There is a credible bull case for the likes of
@Kalshi and
@Polymarket disrupting the sports betting space (although maybe it is only a transient advantage), but the bear case is reinforced by too many of their public facing outlets seeming deeply/deliberately oblivious to the nature of a business where the (vast) majority have a losing experience. Prediction markets are (somewhat) novel in a US market sense, but are not something particularly new in a product sense.
Whatever a gaming product looks like from the outside, or how it is promoted/hyped, I haven't worked in, or interacted with, a successful company in the gaming space that wasn't full of deeply serious people on the inside.
The big companies now have decades of institutional understanding of how to provide a sports betting/casino/poker product. They understand bonuses, player retention/reactivation and have extensive tried and tested playbooks for user acquisition in both new and mature markets. They have multiple product lines and are increasingly effective at optimising the player journey to maximise revenue (which they then can reinvest in UA and brand to squeeze out competitors).

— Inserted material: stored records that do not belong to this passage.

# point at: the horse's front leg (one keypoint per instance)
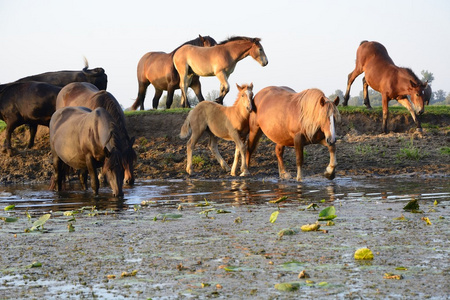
(224, 86)
(240, 149)
(405, 102)
(385, 107)
(366, 93)
(298, 146)
(279, 151)
(215, 151)
(330, 170)
(90, 163)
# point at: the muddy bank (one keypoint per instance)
(361, 150)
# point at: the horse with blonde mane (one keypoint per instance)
(157, 68)
(219, 60)
(391, 81)
(294, 120)
(229, 123)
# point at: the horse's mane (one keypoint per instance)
(195, 42)
(240, 38)
(312, 114)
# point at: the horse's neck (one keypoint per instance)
(240, 50)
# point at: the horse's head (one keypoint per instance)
(113, 171)
(330, 115)
(257, 52)
(245, 96)
(129, 157)
(207, 41)
(418, 96)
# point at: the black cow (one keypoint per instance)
(31, 103)
(95, 76)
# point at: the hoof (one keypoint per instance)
(330, 176)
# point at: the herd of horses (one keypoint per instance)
(87, 124)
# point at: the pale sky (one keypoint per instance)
(308, 43)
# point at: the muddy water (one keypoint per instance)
(237, 254)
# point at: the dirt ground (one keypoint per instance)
(361, 150)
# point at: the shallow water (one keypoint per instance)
(37, 198)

From the more mature markets they've learned how to navigate responsible gaming and associated regulatory issues. I doubt many of them like the RG restrictions, but they were smart enough to see that the end stage of a free for all, and the negative publicity/enemies that generates, was doom.
When I think back to the PokerStars org chart (of over a decade ago now) I can see what it really was - an astonishingly optimised structure for entering, establishing and eventually dominating markets. It took a long time, some astonishingly bold, and arguably lucky, decisions from some very serious people to reach that point.
Does this mean they can't be disrupted? Of course not, and the prediction markets have certainly found a regulatory/competitive opportunity to exploit. The established gaming companies (especially in the US) are far from perfect and there are lots of areas where you could outcompete them. But none of that starts from pretending you have some novel customer experience. In the UK we've had
@Betfair for decades. It's now a bit of a wasteland of liquidity, generally populated by people you generally never want to be on the other side of a bet/trade from. This is somewhat the story of any gaming vertical. The best poker players don't really want to be sitting at a table with the other best players.
@Kalshi and
@Polymarket aren't
@Betfair of course. You can make 'predictions' on all sorts of things, but therein lies the paradox. The more opportunity you allow unsophisticated customers to lose their money on niche or comedic markets, the quicker they are going to incinerate their resources and end up churning to a competitor with a prominent sign up offer.
At that point you are in a competition with entities with significant resources. There were hundreds of people working on the demand side at Stars across nearly every territory. The budget I oversaw, for player conversion alone, was nine figures. That was just a part of the overall marketing budget, and it was for a company with essentially a single product line at the time.
Every time I see a hype boi tweet from one of the accounts promoting these companies (and recently it has even been employees!) I'm left wondering whether this is smart UGC adjacent marketing hoovering up the sort of customers who respond to it, or whether it is a sign of an unserious company. The former is a pretty interesting strategy (at least for those of us close to this space) - a sort of less grey take on the Rainbet/Stake approach. If it is the latter then it’s much harder to argue the bull case.